One risk-free way returning adults can keep the federal tax benefits that accompany 529 plans without limiting their choice of schools is to buy a CollegeSure CD offered through the College Savings Bank in Princeton, N.J.

Acting as a compromise between prepaid plans and 529 college savings plans, CollegeSure certificates of deposit have annual percentage yields tied to the rise in college costs.

Invest $37,208 -- the amount required to buy one year of college today -- and you'll be able to attend your first year for that price at any accredited institution in the country regardless of how much tuition has risen since buying the CD.

The catch is that CollegeSure only saves money for those attending pricey private schools. For undergrads at private schools like George Washington University in Washington, D.C., where the 2007-08 tuition price was $39,240, a CollegeSure CD bought for $2,032 less is a steal even if cashed in the next year.
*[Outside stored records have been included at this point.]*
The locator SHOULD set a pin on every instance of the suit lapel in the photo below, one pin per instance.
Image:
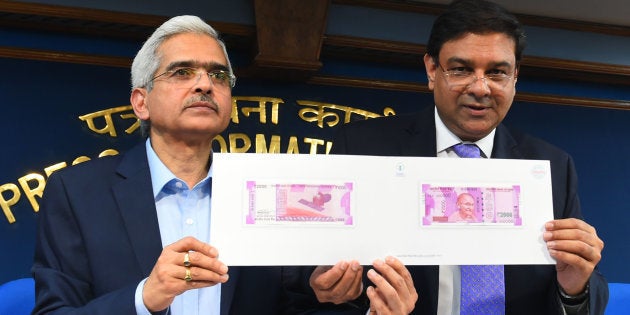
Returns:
(134, 196)
(505, 146)
(227, 290)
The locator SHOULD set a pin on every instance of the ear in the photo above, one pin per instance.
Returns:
(138, 101)
(431, 68)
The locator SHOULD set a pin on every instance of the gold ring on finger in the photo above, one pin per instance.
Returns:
(188, 276)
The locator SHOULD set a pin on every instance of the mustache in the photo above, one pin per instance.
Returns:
(201, 98)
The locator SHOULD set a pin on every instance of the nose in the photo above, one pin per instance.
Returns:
(203, 84)
(479, 86)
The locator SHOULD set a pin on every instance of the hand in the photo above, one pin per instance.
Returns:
(339, 283)
(166, 280)
(394, 292)
(577, 250)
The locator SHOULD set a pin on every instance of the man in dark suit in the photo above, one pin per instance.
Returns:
(129, 234)
(472, 64)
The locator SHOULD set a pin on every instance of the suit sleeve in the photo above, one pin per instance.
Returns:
(60, 269)
(598, 292)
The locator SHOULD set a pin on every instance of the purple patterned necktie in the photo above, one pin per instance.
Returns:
(483, 287)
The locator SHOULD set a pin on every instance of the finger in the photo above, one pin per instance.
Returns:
(325, 277)
(589, 238)
(391, 275)
(192, 244)
(212, 264)
(205, 277)
(350, 285)
(377, 304)
(384, 289)
(568, 223)
(401, 270)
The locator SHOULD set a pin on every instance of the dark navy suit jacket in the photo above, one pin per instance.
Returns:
(529, 289)
(98, 237)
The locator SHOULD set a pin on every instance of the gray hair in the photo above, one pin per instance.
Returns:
(147, 60)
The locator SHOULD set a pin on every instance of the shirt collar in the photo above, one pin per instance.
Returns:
(160, 174)
(444, 138)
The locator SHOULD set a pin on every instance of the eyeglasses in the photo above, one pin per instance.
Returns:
(462, 78)
(187, 77)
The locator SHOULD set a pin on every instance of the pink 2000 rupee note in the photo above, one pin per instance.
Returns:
(273, 203)
(471, 205)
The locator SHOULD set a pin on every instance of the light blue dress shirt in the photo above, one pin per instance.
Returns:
(181, 212)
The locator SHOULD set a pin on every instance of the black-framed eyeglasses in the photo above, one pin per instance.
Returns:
(461, 77)
(189, 76)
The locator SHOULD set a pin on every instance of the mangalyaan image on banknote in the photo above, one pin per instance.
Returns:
(272, 203)
(482, 205)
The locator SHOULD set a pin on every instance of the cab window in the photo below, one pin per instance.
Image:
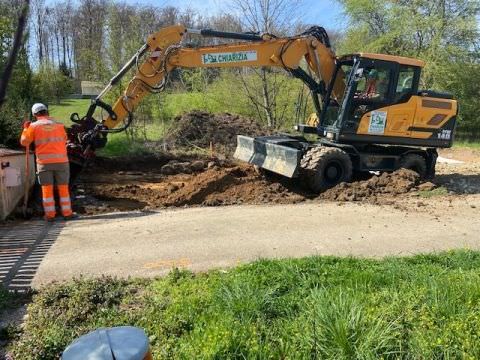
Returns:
(406, 83)
(374, 85)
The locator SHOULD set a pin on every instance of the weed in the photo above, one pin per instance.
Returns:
(424, 307)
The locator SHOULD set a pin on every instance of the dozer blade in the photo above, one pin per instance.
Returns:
(267, 154)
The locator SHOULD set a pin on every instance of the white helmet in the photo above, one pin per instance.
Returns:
(36, 108)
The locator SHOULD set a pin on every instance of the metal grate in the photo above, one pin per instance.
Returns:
(22, 248)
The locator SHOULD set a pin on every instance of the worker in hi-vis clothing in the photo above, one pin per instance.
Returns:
(53, 167)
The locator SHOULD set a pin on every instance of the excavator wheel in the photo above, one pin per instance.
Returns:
(416, 163)
(324, 167)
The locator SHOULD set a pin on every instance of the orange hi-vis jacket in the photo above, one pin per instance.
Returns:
(50, 141)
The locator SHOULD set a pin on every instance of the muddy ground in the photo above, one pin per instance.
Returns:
(167, 181)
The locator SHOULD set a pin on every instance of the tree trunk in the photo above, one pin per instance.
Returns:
(267, 104)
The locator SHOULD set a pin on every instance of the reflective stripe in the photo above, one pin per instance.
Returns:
(43, 121)
(48, 140)
(51, 156)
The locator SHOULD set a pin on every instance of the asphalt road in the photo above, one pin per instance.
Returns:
(136, 244)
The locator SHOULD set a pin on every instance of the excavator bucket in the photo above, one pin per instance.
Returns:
(268, 153)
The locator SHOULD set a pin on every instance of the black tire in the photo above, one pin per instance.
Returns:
(324, 167)
(415, 163)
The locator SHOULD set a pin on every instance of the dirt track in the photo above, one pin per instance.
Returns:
(151, 244)
(163, 182)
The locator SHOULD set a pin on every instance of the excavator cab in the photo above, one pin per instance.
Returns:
(382, 105)
(379, 122)
(370, 114)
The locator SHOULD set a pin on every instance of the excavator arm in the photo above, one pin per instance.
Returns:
(164, 52)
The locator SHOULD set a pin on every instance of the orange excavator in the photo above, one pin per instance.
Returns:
(369, 112)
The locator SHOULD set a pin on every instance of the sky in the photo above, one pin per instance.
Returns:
(326, 13)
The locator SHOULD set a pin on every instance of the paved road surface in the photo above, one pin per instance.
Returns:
(203, 238)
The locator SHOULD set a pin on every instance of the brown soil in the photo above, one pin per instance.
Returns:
(199, 129)
(399, 182)
(183, 182)
(218, 184)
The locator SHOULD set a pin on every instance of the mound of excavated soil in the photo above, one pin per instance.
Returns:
(399, 182)
(199, 129)
(213, 186)
(190, 182)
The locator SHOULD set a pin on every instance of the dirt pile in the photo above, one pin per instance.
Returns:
(181, 182)
(399, 182)
(215, 185)
(199, 129)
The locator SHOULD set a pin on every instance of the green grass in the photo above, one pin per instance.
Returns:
(467, 144)
(5, 298)
(424, 307)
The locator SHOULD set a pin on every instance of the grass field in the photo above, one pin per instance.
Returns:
(425, 307)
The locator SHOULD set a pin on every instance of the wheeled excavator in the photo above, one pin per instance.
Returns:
(369, 112)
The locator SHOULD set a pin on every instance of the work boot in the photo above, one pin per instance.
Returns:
(71, 217)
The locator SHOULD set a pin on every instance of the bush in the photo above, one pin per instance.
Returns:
(425, 307)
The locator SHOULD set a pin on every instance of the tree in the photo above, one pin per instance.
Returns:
(18, 95)
(266, 16)
(16, 46)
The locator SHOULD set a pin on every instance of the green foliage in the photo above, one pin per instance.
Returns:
(442, 33)
(19, 91)
(61, 111)
(424, 307)
(5, 298)
(51, 85)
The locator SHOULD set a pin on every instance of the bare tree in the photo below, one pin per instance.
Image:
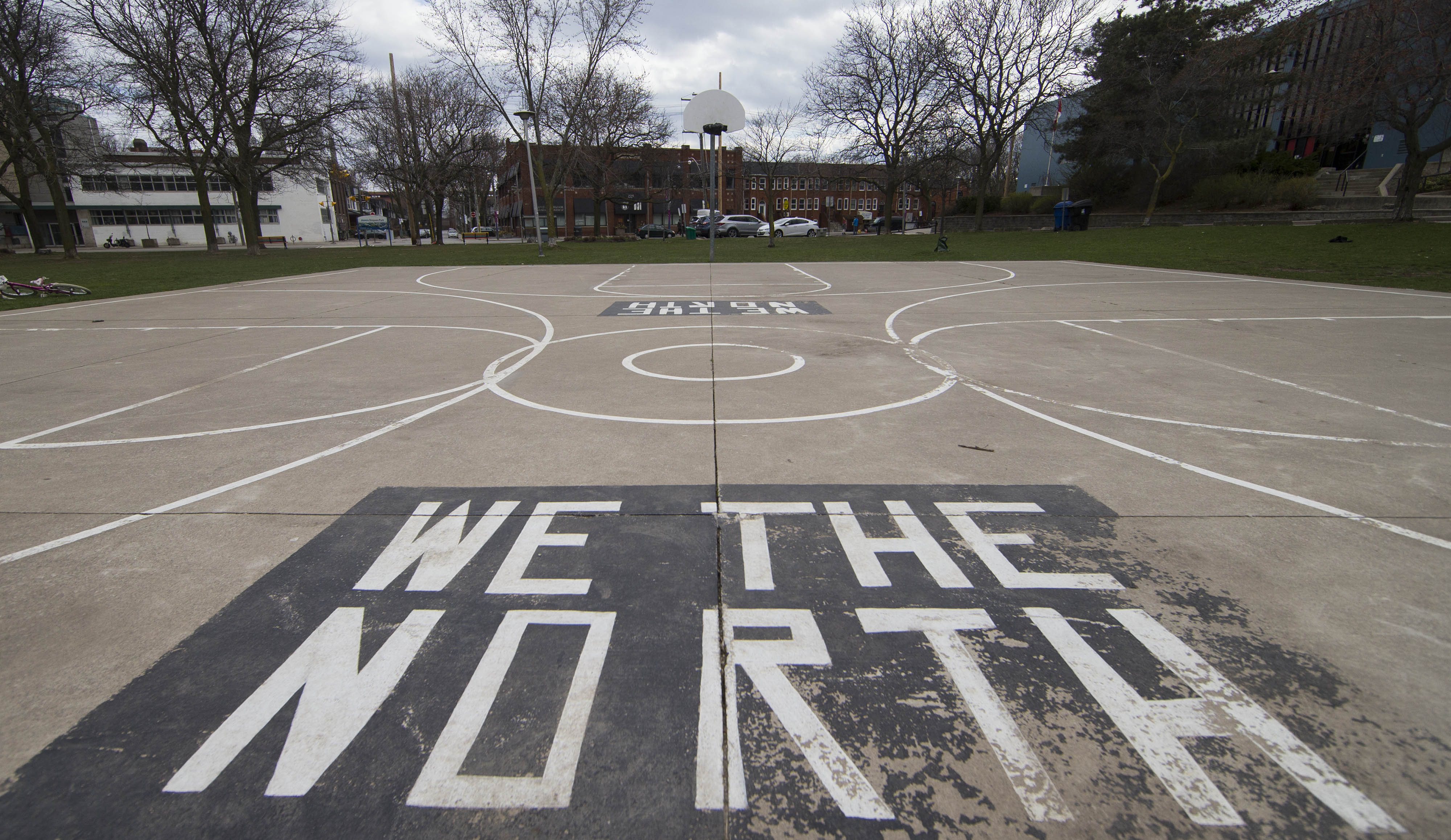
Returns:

For those attending schools such as the public University of Florida, where tuition and fees for one year come to $3,094, CollegeSure account holders can use their money to pay for a year of school, then spend the rest on other qualified educational expenses like room and board or a computer.

If there is CollegeSure cash left after educational expenses, account holders can either roll over their money for the next school year or pay a 10 percent penalty on account earnings and pull their money out for noneducational expenses.

For example, parents who invest $100,000 in a CollegeSure CD but have tuition and educational expenses that total only $40,000 would lose 10 percent on any earnings generated on the remaining $60,000.

No matter which savings vehicle you choose, Tanabe says the biggest financial risk for adult learners isn't choosing the wrong savings plan. It's taking on debt for a degree that doesn't pay off.

"Delaying college for a few years while you save is much less risky than taking out a loan for a degree that might not increase your income," Tanabe says.

The first step to risk-free college saving is simply making sure that the degree is worth the financial investment, she says. "Before looking at how to save, you really need to consider: What's the payoff to getting this degree?"